ЧТО Я ВИДЕЛ В ТАНЗАНИИ

 
   Наш самолёт летел над Африкой.
   Внизу была степь: зелёная — там, где ещё росла трава, и жёлтая — там, где траву уже сожгло беспощадное африканское солнце.
   Вдруг под крылом появилось, задрожало белое пятно. Я присмотрелся и понял — это лежит на вершине одинокой большой горы снег. Гора отодвигалась, становилась всё меньше и меньше.
   Снег на вершине огромной горы Килиманджаро.
   Снег в Африке!
 
ДАР-ЭС-САЛАМ
   Мы прилетели в столицу Танзании, в город Дар-эс-Салам. Он стоит на берегу океана, в нём всегда влажно и душно. Утро здесь начинается рано. Едва небо над океаном начинает светлеть, на улицах раздаётся урчание грузовиков и скрип повозок — едут на базар жители окрестных деревень. Плывут по улицам горы кокосовых орехов, бананы в бумажных мешках, бидоны с молоком. Распахиваются железные двери магазинов. По тротуарам шаркают веники, журчит вода — слуги подметают у витрин. За ними зорко наблюдают хозяева.

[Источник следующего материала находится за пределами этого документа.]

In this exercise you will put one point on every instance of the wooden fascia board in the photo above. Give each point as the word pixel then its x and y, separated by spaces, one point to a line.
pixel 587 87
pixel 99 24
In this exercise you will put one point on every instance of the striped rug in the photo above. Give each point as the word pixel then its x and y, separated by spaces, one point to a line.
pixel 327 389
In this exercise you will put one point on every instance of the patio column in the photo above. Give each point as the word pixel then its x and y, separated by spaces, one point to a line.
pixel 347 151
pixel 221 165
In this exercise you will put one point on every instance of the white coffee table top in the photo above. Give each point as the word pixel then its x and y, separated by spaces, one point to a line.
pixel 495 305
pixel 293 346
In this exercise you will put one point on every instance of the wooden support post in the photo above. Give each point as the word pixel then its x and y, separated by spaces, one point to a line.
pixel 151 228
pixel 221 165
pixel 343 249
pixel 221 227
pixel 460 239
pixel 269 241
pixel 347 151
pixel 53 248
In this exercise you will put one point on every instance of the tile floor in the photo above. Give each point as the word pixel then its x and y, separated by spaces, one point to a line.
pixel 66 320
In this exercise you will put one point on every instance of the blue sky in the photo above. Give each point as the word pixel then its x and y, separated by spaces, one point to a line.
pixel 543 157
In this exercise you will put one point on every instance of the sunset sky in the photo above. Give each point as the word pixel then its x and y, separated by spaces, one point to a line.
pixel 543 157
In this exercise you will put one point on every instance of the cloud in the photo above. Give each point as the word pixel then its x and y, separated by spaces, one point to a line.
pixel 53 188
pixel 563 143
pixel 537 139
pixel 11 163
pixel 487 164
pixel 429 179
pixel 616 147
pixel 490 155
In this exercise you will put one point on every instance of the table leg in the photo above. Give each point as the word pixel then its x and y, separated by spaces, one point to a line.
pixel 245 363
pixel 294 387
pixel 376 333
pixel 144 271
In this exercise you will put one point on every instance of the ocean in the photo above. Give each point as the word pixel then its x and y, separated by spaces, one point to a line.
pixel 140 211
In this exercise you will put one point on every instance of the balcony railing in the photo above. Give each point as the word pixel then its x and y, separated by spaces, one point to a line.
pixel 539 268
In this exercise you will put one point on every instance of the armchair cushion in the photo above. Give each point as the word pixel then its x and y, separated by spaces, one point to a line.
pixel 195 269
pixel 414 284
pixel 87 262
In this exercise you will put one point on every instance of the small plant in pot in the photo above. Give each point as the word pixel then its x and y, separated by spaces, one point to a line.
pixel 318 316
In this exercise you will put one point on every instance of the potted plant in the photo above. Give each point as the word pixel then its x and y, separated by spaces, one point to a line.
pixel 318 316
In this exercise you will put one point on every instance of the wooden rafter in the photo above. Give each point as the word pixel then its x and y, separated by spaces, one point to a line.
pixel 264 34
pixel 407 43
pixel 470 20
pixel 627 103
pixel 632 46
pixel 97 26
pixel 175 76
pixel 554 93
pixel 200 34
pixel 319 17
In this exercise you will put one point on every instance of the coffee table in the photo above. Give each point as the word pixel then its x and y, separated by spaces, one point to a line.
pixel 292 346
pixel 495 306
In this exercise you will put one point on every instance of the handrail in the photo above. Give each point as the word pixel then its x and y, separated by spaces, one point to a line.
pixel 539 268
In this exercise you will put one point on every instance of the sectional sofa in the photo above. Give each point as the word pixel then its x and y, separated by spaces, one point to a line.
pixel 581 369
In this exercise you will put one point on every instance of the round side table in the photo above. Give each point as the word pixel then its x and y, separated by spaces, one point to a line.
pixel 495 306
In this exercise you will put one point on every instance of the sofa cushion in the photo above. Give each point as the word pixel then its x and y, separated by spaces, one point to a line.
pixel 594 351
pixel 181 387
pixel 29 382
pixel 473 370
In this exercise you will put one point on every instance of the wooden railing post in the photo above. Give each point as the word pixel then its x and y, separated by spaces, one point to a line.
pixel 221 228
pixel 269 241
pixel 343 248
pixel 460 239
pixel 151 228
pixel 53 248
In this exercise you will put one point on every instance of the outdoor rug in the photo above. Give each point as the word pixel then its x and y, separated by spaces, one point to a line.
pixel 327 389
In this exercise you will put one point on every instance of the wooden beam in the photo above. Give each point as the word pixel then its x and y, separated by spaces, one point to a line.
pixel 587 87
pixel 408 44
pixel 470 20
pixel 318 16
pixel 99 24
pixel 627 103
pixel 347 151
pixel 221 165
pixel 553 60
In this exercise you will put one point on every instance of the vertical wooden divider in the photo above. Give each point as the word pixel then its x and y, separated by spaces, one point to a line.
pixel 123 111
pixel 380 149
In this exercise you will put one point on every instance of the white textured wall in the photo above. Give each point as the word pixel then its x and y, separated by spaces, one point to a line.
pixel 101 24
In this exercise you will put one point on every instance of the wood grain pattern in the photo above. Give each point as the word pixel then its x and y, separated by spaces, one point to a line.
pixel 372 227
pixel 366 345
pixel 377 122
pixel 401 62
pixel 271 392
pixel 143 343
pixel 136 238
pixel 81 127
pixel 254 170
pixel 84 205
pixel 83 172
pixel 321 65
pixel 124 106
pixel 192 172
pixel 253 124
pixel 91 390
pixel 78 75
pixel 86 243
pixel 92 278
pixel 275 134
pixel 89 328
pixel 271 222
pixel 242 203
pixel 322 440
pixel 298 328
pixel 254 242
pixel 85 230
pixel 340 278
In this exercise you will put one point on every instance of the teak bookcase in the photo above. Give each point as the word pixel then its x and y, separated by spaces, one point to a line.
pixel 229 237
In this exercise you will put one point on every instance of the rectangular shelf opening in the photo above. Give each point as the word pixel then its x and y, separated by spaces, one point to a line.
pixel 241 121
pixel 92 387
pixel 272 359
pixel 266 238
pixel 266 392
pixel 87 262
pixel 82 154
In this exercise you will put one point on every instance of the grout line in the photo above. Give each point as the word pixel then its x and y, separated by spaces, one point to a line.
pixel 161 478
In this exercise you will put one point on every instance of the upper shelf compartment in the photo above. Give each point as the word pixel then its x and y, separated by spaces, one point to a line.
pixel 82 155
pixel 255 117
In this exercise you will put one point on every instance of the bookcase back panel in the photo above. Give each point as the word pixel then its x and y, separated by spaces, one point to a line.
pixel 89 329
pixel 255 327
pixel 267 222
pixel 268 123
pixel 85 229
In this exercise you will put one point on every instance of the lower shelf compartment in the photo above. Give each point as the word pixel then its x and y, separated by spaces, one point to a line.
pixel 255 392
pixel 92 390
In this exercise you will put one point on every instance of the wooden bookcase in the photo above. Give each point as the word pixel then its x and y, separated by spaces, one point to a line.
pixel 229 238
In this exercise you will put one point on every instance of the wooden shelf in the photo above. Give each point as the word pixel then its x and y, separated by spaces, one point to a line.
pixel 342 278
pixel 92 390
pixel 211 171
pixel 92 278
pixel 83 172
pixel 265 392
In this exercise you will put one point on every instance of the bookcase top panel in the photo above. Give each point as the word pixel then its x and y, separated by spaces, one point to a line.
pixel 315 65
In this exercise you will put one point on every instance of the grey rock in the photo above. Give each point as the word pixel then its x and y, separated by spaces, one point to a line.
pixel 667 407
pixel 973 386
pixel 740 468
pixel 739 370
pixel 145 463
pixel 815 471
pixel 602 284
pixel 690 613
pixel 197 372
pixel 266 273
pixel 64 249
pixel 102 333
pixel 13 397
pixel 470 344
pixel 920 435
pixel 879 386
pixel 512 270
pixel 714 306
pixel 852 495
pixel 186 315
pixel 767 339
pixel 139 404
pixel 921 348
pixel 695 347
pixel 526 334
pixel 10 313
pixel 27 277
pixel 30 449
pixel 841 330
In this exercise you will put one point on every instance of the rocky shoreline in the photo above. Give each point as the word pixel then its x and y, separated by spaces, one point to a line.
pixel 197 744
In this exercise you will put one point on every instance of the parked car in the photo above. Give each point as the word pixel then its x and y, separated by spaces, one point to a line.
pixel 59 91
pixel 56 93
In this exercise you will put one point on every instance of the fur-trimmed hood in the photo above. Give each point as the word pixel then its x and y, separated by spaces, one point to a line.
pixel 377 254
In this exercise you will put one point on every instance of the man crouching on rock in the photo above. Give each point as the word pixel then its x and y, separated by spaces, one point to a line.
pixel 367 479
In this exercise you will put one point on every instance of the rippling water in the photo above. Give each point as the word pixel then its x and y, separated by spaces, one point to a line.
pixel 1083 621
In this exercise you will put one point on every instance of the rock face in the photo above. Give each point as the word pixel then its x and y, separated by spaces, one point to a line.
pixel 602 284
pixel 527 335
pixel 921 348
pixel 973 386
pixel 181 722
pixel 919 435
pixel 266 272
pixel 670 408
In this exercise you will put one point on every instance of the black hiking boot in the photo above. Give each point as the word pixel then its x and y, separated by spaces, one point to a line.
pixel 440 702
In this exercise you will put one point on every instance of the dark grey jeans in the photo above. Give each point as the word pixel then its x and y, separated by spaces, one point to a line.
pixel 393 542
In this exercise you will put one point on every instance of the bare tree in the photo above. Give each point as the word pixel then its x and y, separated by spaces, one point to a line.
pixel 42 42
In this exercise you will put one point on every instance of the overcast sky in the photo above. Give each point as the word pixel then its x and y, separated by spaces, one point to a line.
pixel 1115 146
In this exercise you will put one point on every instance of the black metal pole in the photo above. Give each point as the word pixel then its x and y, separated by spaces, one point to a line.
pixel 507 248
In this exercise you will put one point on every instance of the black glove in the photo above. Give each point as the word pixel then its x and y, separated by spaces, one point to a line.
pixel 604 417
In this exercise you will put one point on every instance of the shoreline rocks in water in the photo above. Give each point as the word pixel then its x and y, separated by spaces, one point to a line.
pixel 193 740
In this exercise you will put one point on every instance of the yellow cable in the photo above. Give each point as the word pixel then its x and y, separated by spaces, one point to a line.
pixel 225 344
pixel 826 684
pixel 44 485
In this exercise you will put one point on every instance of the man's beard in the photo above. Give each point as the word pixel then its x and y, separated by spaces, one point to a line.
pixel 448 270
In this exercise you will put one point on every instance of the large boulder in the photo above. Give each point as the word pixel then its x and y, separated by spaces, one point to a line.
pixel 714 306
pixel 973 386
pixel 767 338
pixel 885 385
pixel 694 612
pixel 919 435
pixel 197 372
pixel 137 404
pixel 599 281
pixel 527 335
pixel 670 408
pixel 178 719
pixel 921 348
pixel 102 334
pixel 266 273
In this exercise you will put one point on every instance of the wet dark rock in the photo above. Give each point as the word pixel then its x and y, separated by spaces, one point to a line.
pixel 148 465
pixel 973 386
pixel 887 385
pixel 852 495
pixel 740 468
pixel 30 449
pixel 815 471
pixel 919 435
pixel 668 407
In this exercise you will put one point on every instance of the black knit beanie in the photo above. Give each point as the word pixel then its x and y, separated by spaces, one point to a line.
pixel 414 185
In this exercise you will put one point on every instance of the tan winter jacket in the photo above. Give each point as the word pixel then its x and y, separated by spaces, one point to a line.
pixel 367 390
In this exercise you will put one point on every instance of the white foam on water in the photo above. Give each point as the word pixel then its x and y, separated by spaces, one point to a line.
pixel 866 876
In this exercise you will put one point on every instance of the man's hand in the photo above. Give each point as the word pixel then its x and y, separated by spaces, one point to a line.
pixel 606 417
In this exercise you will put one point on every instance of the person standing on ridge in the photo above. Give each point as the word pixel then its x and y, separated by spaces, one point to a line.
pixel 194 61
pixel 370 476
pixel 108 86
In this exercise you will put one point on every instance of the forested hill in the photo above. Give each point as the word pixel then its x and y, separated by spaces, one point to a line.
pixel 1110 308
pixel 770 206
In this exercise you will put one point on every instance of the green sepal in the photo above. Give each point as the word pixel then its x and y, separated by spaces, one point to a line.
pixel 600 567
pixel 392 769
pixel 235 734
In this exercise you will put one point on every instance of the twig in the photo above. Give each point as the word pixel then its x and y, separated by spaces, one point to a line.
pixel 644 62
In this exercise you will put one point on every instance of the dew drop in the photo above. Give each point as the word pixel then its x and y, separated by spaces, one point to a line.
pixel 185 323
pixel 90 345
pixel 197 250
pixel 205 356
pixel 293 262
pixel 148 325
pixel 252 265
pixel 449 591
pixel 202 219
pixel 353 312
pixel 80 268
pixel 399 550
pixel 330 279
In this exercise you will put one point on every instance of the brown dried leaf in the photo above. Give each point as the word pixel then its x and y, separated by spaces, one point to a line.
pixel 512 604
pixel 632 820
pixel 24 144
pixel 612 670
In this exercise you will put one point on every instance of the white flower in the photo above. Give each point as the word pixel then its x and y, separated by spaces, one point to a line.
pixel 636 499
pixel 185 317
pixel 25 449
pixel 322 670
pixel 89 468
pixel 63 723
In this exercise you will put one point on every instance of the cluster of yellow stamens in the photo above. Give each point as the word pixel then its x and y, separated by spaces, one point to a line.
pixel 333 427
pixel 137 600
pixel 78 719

   А в порту работа не утихала и ночью — и сейчас скрипят лебёдки, гремят цепи. Красным облачком проплыл над причалом алый флаг — наш пароход привёз танзанийцам тракторы и комбайны.
 
ОКЕАН
   На север и на юг от Дар-эс-Салама — низкие песчаные берега. У самой воды растут вечнозелёные пальмы, гремят на ветру их длинные жёсткие листья. Ветер клонит пальмы, гонит к берегу серые волны. Не добежав до берега, волны опрокидываются: под водой каменная гряда — риф. Здесь всегда полно рыбаков. С плеском падают в воду сети. Навстречу им со дна поднимаются красные, жёлтые, голубые деревья. Это кораллы — причудливые каменные постройки, их возвели крошечные морские животные.
   В коралловых лесах, под днищами рыбачьих лодок, хороводят яркие, как птицы, рыбы.
   Берегитесь, рыбы, — идёт сеть!
 
АКУЛА
   Как-то два рыбака ловили на рифе макрель. Эта золотистая красивая рыба очень капризна и, бывает, в течение целого дня не берёт приманку.
   Рыбакам не везло, они уже хотели собирать снасти, как вдруг леску дёрнуло. Рыбак потянул, леска напряглась и сама поволокла лодку. Из воды медленно всплыл чёрный плавник.
   — Акула! — крикнул второй рыбак. — Режь леску! Скорее!
   Но его товарищ продолжал то подтягивать, то отпускать снасть. Он понимал, что ничего не сможет поделать с такой рыбищей, — да крючков-то жаль!
   Вдруг акула нырнула и… попала в чью-то сеть. Подоспели хозяева сети, вместе вытащили хищницу. Она еле поместилась в лодке!
   На берегу рыбаки разделали рыбу. Акулье мясо они отдали собакам, акульи челюсти с треугольными, как ножи, зубами продали туристам, а кожу поделили между собой.
   На акульей коже ловко точить ножи, а маленькими её кусочками рыбачки чистят котлы и сковородки.
 
ДЕРЕВЯННЫЕ ЧЕЛОВЕЧКИ
   Однажды мы поехали на машине в глубь страны. Дорога была длинная, и я задремал. Проснулся от скрипа тормозов. На обочине дороги сидели старик и мальчик. Перед ними был расстелен пустой мешок, а на нём стояли деревянные статуэтки.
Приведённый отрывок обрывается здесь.